As we write this, Dr Spruyt is in Patna, at the prestigious Indira Gandhi Institute of Medical Sciences (IGIMS), where a joint Pallium India-IGIMS palliative care project took off in 2009.
While addressing a lecture at a Continuing Medical Education (CME) programme on “Pain and Palliative Care”, jointly organised by the Dept. of Anaesthesiology and Regional Cancer Centre (RCC), IGIMS, on 31-07-2010, she stressed how imperative it was to provide emotional support to the terminally ill patients of cancer and other fatal diseases, and their family members, in addition to pain management, so that the quality of life of the last days of such patients could improve.

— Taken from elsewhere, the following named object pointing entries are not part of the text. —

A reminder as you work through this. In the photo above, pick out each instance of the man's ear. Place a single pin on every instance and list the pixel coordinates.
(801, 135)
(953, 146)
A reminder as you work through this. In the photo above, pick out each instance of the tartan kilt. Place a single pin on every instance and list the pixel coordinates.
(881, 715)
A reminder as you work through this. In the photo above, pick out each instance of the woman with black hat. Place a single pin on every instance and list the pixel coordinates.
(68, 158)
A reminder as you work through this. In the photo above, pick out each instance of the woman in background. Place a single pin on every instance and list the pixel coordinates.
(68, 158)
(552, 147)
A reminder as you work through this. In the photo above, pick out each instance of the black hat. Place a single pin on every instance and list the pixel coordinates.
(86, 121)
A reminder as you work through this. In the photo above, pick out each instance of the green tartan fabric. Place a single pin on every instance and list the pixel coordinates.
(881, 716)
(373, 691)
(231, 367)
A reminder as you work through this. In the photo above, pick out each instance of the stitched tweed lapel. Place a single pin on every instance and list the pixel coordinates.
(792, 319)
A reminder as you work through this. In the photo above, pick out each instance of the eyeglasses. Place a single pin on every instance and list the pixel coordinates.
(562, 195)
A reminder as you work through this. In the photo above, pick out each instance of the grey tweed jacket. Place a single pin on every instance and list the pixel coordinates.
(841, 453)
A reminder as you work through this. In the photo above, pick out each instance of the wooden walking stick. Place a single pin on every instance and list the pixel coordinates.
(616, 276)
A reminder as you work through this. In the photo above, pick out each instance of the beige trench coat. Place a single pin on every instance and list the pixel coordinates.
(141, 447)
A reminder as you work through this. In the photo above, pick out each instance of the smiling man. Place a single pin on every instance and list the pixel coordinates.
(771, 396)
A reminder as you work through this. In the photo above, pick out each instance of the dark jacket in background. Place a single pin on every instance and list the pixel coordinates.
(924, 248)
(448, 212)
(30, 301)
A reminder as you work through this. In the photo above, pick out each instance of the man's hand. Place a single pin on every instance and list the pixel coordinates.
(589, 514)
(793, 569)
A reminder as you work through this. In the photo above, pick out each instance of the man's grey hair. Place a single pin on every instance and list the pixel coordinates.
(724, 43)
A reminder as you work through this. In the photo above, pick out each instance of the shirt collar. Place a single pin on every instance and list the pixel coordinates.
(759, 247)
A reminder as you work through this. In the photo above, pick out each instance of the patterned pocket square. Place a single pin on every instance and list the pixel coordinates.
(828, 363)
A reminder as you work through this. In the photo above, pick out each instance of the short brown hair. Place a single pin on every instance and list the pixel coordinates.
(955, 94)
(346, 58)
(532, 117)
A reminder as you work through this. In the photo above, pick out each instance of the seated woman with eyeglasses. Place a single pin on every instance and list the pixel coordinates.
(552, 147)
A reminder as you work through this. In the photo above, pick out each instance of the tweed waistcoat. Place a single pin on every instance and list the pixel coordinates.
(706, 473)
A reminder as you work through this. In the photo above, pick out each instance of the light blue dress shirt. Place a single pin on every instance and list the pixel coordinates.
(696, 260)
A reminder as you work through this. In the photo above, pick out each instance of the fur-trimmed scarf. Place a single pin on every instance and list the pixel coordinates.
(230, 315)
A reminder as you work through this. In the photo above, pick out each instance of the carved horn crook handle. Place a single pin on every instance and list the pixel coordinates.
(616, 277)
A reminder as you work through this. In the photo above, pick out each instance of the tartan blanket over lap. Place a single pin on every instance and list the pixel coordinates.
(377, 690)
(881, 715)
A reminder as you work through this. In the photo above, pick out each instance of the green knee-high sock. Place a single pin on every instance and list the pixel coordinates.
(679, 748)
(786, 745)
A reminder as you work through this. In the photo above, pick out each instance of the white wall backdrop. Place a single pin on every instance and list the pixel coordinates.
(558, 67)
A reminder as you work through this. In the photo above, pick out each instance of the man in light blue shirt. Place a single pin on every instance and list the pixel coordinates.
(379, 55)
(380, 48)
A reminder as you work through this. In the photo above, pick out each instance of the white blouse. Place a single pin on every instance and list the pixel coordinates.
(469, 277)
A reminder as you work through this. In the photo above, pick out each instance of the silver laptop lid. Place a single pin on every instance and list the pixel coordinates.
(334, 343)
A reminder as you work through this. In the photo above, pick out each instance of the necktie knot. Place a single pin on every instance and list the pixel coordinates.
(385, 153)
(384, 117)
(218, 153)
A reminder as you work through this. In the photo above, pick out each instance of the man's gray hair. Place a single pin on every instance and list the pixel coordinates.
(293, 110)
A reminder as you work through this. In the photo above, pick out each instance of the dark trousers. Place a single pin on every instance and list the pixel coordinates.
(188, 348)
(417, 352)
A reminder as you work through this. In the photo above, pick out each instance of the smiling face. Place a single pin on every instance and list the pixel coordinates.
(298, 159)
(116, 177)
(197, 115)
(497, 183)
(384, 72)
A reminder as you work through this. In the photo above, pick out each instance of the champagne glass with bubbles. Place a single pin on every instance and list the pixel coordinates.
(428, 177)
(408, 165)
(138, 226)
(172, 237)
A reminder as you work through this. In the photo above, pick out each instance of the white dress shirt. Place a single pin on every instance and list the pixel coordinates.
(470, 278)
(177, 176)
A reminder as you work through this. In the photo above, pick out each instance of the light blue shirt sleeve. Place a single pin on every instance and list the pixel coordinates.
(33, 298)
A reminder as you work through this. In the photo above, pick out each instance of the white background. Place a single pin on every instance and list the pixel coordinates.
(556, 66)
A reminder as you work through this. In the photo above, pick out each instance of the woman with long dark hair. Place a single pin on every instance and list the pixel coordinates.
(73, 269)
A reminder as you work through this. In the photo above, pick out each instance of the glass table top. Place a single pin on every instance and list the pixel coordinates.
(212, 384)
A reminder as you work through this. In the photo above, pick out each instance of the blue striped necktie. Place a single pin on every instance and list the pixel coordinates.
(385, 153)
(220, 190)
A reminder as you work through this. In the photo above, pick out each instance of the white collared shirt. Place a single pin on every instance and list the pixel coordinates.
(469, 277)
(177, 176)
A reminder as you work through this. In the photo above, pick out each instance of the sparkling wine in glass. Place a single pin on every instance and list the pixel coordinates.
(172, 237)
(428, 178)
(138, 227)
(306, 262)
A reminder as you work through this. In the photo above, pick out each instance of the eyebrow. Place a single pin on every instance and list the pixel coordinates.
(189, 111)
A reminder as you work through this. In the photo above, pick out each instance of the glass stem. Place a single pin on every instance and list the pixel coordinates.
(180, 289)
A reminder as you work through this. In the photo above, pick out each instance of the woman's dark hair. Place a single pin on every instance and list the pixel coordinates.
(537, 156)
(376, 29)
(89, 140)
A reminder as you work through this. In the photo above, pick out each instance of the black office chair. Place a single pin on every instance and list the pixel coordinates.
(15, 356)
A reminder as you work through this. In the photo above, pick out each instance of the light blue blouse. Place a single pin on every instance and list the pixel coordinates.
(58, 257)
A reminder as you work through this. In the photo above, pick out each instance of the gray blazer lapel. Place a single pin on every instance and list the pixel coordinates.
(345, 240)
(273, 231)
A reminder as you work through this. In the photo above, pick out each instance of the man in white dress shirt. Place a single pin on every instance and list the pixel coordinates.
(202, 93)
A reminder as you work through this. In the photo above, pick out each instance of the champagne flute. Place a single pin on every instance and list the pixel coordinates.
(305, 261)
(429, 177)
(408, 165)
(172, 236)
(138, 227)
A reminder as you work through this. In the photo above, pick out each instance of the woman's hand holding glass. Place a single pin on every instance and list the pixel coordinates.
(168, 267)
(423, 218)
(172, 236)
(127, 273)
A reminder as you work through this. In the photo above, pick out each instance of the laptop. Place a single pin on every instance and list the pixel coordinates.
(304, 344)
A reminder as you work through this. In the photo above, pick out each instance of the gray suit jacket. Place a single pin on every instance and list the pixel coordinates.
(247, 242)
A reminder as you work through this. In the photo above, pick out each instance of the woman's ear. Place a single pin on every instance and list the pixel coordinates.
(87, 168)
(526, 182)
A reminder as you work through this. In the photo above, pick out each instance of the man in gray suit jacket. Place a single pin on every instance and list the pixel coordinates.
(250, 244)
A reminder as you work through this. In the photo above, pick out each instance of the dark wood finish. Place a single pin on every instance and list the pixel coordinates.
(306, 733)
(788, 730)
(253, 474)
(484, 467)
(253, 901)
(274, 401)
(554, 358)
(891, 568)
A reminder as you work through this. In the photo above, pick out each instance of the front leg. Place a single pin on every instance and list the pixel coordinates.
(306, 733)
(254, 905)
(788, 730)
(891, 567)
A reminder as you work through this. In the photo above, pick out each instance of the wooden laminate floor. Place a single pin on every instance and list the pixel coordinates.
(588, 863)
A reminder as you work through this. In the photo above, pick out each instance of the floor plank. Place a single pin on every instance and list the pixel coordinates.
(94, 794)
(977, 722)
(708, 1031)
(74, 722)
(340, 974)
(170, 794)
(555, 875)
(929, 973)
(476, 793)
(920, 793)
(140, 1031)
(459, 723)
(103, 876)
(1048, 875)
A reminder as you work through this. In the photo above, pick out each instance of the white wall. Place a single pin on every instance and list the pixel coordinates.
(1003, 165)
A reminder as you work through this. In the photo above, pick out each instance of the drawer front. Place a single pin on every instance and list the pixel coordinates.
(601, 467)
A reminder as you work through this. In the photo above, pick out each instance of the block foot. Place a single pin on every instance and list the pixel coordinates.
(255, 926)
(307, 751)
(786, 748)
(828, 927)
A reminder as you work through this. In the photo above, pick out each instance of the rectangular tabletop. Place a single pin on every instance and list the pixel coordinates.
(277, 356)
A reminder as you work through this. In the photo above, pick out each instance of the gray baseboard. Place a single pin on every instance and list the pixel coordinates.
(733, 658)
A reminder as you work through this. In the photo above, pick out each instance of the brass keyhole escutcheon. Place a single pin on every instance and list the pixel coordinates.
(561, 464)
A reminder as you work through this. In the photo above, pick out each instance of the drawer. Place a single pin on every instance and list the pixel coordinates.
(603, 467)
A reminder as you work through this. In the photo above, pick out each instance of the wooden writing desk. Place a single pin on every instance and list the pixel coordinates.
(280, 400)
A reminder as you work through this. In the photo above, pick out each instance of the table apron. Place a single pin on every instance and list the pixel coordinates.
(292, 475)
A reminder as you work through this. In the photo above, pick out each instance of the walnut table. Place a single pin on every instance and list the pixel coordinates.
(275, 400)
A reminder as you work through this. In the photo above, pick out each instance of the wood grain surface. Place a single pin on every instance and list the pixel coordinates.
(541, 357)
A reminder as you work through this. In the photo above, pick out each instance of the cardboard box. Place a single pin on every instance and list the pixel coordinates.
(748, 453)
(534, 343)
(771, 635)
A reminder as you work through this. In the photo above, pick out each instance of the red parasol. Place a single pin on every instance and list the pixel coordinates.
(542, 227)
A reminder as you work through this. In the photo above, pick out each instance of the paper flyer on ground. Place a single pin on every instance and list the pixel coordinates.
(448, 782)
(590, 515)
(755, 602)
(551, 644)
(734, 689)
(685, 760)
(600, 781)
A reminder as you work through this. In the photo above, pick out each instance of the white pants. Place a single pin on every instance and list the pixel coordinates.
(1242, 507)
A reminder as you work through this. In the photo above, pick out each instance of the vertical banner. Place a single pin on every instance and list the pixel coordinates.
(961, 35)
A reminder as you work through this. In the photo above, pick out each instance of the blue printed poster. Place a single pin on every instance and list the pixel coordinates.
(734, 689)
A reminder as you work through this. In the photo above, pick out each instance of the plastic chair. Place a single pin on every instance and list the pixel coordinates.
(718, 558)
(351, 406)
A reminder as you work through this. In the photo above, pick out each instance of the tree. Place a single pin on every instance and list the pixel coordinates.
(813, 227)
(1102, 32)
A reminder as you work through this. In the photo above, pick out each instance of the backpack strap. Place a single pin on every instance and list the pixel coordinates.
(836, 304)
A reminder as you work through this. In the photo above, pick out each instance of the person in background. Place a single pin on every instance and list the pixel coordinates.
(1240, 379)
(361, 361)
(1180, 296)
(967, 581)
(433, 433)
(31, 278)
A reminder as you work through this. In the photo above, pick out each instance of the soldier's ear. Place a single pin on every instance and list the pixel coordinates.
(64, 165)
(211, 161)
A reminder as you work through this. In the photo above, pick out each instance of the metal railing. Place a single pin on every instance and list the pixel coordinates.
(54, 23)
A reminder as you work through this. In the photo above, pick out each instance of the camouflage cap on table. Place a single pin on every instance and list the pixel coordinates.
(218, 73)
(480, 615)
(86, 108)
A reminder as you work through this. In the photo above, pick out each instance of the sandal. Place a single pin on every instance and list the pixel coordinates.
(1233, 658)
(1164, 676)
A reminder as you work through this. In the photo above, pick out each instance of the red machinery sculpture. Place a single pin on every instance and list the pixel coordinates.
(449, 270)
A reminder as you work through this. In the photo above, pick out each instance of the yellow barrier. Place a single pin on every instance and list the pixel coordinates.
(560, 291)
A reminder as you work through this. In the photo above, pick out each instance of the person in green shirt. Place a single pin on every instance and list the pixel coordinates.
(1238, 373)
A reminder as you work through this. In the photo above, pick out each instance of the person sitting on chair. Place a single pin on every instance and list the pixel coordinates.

Dr Spruyt has been working with the palliative care team at IGIMS from July 26 for a week. Addressing doctors, nurses, para-medical, staffs and representatives of NGOs, she emphasized the importance of management of cancer patients which also includes all aspects of communication with the patients and the significant role of family members, society and NGOs in alleviating the patient’s suffering. She also threw light on how to deal with the family members after the death of their relatives.
Dr Arun Kumar,Director, IGIMS; Dr R R Prasad, Head, RCC ;Dr Sukumar Jha, HoD, General Surgery, IGIMS,and anaesthesiologists Dr Ajit Gupta and Dr K H Raghvendra also addressed the CME.